Postdoctoral Fellow, University of Colorado at Denver
Project Title: The Role, Relationship and Therapeutic Potential of HAS2 and AGL in Bladder Cancer
For his project, Dr. Guin investigate the importance of the HAS2/HA pathway as a driver of aggressive behavior of bladder cancer tumors with low expression of AGL, an enzyme involved in breaking down glycogen. Hyaluronic acid synthase 2 (HAS2) is an enzyme responsible for making hyaluronic acid (HA). He will also determine whether reduced levels of AGL lead to increased risk for bladder cancer tumor formation and more aggressive tumors. This data could provide biomarkers to select patients for treatment that inhibits the HAS2/HA pathway.
JPB Foundation Young Investigator Award
Ryoichi Saito, M.D., Ph.D.
Research Associate, University of North Carolina at Chapel Hill
Project Title: Consequences of ARID1A Inactivation in Bladder Cancer
The award will support Dr. Saito’s research project to better understand the role of ARID1A mutation in bladder cancer. ARID1A, a gene that modifies proteins attached to DNA called histones, has been found to be significantly mutated in previous studies, and its inactivation is a likely driver event in bladder cancer tumor formation. Dr. Saito will also investigate whether ARID1A mutant cells may be sensitive to inhibition of a protein called PI3Kinase.
JPB Foundation Young Investigator Award
Dmitriy Zamarin, M.D., Ph.D.
Hematology/Oncology Fellow, Memorial Sloan-Kettering Cancer Center
Project Title: Defining Immunotherapy Targets in Bladder Cancer Microenvironment Using Oncolytic Viruses
The award will support Dr. Zamarin’s research project to examine using an oncolytic virus called Newcastle Disease Virus (NDV) to activate the immune system to recognize cancer cells, and using NDV with other immunotherapies to combat metastatic bladder cancer. Dr. Zamarin will also work on identifying immune resistance mechanisms in bladder cancer and developing new immune therapeutic approaches using NDV.
BCAN Young Investigator Award
David DeGraff, Ph.D.
Postdoctoral Fellow, Vanderbilt University Medical Center
Project Title: Transcriptional Control of Bladder Cancer Tumorigenesis
The award will help support Dr.

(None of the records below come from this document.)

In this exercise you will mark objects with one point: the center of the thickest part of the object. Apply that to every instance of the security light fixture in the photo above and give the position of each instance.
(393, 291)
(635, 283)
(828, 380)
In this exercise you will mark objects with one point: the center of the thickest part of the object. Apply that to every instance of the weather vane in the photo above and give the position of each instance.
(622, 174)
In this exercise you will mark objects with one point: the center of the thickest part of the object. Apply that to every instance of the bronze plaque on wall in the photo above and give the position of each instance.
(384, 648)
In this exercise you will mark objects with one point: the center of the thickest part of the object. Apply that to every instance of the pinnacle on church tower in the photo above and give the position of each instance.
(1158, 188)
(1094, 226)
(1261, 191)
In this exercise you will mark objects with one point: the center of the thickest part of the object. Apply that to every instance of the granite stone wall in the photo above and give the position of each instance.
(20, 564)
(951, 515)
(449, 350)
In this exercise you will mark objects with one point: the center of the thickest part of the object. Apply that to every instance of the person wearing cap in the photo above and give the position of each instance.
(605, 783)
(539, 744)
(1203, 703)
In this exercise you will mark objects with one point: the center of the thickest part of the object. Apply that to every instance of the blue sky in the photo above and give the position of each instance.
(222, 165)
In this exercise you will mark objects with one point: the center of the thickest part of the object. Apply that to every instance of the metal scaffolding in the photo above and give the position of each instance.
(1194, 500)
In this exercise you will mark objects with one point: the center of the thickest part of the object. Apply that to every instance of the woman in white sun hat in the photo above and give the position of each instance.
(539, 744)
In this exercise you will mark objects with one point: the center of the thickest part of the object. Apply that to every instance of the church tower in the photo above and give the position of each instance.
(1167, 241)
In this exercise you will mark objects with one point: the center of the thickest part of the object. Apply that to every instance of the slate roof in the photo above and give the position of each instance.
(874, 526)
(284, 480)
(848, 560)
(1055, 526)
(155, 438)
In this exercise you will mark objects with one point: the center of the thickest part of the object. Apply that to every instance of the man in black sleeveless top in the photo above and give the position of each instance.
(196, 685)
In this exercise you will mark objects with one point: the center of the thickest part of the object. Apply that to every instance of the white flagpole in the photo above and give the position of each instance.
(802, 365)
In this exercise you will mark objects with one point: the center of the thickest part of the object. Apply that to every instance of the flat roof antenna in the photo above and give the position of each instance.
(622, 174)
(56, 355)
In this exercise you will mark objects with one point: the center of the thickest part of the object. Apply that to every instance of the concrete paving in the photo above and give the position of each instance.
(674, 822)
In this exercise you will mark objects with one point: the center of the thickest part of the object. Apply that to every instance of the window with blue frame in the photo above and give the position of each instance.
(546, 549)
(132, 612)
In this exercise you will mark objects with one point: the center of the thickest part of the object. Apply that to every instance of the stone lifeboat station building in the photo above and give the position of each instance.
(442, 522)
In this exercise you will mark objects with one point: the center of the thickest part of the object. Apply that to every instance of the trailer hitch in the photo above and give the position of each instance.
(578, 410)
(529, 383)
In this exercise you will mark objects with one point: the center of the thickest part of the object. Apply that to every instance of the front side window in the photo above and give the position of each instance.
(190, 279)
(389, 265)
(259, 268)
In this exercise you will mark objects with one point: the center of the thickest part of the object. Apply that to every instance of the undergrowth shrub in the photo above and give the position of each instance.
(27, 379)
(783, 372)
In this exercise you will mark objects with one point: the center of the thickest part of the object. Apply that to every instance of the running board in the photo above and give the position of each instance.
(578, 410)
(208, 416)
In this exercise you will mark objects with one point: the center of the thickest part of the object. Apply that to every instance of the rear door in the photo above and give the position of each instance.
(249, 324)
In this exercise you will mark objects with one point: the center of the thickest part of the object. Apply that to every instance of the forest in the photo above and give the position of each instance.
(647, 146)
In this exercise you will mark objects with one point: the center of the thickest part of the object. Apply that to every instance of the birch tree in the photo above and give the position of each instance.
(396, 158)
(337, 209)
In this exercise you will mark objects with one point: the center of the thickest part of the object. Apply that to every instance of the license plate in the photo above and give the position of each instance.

DeGraff’s research project to investigate gene expression of two transcription factors which regulate cell behavior: FOXA1 and AP2 gamma, and their role in bladder cancer risk. Expression of FOXA1 has been found to be significant for prostate and breast cancer patients. He will test the hypothesis that overexpression of AP2 gamma is associated with an increased risk of developing bladder cancer. He will also look at whether a using new inhibitor that targets bladder cancer tumors with high expression of AP2 gamma can make chemotherapy more effective in treating the disease.
James Family Young Investigator Award
Gopa Iyer, MD
Clinical Instructor, Memorial Sloan-Kettering Cancer Center
Project Title: Identifying Predictors of Response to mTOR-targeted Therapies in Bladder Cancer
The award will support Dr. Iyer’s research project to examine the role of the Tuberous Sclerosis 1 (TSC1) gene in bladder cancer tumors. This gene, TSC1, was identified as the genetic basis for a metastatic bladder cancer patient’s complete response to treatment with the targeted agent everolimus. Dr. Iyer’s goal is to improve understanding of the genetic alterations in bladder cancer to identify patients who will most likely benefit from targeted therapies in this disease.
Raymond and Maria Floyd Family Young Investigator Award
Debashis Sahoo, PhD
Instructor, Stanford University
Project Title: High resolution molecular analysis of CD47-mediated immune escape in bladder cancer
The award will support Dr. Sahoo’s research project to investigate interactions between the immune system and bladder cancer. He will use molecular analysis to identify variants of CD47, a protein found on the surface of many cells and also overexpressed in many tumor cells, including bladder cancer tumor cells. CD47 can prevent the immune system from targeting cancer tumor cells. A better understanding of these CD47 variants could lead to developing new therapies for treating bladder cancer.